Nothing ever starved to death in 24 hours
My vet advocates that no food be given for 24 hours following a colic. She is correct. I know, I know, they are nickering and screaming and acting like they will die. They will not die. Really. The safest thing to do is let the entire system clear itself out after even a mild colic. That means no food. No hay, no mashes, no soaked food. Nothing. Just plenty of fresh, clean water. Then start back with small feedings, ideally of soaked food, just like you’d do with an emaciated rescue horse.
Heads up for weird weather!
Weather that changes dramatically can often spark a rash of colics in an area. Hot days, cold nights are a combination likely to affect equine digestive tracts. So when you have that kind of weather, please take special care to keep an eye on your horses! Bear in mind that many boarding barns have workers who know how to clean a stall but are otherwise not horse professionals. You may need to stop by yourself to check. Sure it’s a pain in the butt, but it beats the alternative!
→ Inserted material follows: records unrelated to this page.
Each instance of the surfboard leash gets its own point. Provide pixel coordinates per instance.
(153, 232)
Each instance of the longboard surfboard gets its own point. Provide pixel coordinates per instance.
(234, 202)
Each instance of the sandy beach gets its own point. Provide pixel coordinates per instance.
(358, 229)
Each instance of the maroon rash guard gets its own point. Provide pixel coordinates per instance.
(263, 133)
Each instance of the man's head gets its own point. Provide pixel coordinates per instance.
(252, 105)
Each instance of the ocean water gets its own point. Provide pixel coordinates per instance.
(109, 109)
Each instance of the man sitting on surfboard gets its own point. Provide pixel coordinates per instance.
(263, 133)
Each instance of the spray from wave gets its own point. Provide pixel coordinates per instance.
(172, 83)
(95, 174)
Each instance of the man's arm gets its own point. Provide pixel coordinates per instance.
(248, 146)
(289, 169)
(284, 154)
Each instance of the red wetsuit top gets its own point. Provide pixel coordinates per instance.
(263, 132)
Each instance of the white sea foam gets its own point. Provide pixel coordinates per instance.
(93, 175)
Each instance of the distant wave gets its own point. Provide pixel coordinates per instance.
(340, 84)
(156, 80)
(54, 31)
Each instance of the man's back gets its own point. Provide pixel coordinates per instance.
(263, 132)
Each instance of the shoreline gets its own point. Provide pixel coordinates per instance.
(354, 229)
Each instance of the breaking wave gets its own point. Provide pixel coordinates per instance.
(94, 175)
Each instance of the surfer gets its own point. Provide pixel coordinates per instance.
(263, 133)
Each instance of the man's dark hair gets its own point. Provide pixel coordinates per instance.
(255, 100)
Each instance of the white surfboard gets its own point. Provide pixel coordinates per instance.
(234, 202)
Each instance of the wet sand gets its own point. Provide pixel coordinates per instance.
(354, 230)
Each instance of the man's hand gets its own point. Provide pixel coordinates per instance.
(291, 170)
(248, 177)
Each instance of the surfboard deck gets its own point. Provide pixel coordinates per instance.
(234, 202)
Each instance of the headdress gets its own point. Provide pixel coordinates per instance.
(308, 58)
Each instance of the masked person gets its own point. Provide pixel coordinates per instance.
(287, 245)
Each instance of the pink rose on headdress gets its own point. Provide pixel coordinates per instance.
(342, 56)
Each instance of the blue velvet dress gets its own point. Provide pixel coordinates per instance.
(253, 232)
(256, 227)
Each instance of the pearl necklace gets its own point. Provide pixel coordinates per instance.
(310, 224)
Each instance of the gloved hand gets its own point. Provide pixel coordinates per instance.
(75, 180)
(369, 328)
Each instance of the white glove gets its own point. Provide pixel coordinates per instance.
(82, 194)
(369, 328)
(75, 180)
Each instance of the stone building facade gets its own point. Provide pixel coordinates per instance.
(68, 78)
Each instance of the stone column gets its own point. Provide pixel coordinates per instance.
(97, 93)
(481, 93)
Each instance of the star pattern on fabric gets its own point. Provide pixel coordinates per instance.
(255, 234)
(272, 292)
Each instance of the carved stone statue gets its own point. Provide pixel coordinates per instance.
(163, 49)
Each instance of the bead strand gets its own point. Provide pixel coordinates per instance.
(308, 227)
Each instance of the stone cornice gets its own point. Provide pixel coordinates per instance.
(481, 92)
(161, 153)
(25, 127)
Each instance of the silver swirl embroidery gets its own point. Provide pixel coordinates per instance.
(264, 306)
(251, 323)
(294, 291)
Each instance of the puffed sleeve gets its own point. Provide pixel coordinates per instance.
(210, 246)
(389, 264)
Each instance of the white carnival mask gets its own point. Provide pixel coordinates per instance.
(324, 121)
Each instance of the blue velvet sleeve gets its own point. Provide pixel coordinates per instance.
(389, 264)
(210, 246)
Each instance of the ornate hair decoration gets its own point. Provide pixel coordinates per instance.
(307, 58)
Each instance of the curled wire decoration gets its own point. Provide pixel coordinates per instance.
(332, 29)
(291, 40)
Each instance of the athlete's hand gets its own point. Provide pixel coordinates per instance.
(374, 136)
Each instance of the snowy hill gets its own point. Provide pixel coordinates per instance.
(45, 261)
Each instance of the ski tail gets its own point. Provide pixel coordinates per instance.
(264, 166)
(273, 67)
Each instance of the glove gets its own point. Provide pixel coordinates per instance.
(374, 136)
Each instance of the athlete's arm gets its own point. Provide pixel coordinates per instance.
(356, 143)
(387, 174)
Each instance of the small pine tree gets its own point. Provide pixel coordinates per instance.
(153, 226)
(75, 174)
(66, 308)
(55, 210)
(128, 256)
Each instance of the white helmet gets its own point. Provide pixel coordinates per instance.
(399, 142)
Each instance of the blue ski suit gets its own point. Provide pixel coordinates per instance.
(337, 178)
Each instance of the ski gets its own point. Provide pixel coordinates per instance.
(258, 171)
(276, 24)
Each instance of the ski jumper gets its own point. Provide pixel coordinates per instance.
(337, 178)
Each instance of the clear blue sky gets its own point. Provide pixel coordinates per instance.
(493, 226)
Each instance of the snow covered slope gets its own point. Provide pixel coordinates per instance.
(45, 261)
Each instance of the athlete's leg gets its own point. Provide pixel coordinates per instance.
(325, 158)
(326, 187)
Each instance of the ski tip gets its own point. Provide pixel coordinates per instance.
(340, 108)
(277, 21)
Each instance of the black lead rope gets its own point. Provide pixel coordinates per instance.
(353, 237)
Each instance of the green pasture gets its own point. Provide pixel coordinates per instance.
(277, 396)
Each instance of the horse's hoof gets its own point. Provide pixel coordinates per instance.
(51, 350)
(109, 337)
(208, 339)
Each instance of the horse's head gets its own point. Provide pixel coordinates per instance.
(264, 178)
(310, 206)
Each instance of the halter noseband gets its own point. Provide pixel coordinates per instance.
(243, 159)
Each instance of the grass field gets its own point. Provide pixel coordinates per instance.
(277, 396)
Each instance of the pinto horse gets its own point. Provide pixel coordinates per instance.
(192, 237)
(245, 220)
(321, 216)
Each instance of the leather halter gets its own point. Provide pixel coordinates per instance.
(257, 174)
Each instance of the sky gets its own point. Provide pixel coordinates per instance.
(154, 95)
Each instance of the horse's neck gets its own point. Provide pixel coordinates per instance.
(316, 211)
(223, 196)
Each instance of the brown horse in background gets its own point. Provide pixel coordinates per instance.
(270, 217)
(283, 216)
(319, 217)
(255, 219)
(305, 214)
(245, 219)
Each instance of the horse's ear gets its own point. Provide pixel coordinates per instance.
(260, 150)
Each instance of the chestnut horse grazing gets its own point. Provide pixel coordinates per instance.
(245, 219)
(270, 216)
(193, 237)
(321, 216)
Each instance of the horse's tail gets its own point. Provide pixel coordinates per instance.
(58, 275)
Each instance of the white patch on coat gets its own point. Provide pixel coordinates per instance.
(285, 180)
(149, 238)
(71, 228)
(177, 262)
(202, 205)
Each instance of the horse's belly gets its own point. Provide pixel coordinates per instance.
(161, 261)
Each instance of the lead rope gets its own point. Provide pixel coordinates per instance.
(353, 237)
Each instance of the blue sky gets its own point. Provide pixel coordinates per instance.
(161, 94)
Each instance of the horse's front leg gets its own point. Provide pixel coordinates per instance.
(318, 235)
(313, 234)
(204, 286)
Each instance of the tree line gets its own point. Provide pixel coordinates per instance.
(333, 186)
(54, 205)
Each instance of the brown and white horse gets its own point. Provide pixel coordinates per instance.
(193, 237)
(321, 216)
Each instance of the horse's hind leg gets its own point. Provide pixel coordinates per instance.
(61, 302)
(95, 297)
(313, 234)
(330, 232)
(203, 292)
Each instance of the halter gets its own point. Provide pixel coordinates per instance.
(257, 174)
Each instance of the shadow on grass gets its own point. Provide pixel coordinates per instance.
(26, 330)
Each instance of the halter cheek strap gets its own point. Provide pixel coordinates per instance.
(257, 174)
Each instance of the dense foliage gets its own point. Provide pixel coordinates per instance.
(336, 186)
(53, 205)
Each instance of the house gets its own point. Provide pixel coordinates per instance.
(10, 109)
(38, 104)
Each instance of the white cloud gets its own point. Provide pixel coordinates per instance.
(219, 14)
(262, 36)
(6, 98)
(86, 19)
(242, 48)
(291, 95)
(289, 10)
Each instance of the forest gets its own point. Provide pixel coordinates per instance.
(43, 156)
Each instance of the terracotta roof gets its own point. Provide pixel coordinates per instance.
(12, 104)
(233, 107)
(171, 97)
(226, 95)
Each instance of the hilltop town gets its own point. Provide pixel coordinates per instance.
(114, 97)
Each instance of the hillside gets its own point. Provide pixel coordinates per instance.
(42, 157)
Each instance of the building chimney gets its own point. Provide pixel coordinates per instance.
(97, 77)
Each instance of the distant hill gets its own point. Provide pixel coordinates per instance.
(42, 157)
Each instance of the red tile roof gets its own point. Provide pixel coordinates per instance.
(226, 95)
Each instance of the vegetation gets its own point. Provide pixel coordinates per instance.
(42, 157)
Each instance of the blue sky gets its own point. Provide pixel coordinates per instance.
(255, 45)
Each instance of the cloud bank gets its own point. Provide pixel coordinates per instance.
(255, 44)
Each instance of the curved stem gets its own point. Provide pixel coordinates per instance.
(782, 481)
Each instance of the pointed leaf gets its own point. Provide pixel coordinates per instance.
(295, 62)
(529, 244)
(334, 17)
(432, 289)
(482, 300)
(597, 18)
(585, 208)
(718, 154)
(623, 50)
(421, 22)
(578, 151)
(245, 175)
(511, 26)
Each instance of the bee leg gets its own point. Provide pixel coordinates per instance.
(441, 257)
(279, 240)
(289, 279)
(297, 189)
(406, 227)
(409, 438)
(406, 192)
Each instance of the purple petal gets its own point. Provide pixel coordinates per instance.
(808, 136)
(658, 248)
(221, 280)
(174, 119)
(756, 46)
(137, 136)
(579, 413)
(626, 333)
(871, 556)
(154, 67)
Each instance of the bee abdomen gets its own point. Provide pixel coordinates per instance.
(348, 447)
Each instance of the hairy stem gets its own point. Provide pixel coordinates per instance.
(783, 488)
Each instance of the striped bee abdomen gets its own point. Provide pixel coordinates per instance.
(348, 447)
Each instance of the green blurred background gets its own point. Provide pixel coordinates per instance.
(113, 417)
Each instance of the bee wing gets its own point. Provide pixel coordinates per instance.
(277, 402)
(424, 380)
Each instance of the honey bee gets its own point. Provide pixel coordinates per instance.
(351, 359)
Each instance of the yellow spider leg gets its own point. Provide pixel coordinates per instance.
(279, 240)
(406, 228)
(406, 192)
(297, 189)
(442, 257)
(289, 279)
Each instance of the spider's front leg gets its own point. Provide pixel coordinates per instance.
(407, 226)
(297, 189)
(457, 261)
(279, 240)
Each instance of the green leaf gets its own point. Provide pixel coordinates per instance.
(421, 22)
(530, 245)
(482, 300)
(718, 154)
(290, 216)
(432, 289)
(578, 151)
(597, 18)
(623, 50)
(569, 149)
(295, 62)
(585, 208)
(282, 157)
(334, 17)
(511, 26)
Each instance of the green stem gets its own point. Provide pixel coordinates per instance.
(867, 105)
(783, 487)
The Internet cannot solve your horse’s colic
Nothing is more frustrating to experienced horse people than the person who posts on Facebook detailing a bunch of the symptoms I listed above and asking what she should do – often after the symptoms have been going on for a day or two! The answer is always the same: CALL THE VET! Articles like mine are written for informational purposes and to help you prevent a colic. When it has actually happened, there is no way to avoid incurring a vet bill. The longer you wait to call, the larger that bill will be – or you will proceed straight to having to call the rendering service. Don’t risk it. Make the call, keep the horse up and walking, and you’ll also be on your way to having a great record of success with colic!
P.S. By request of one of the wonderful vets that I use, I am adding the following advice: “For the love of all things holy do NOT rectal your own horse.” Because, again, common sense is not so common!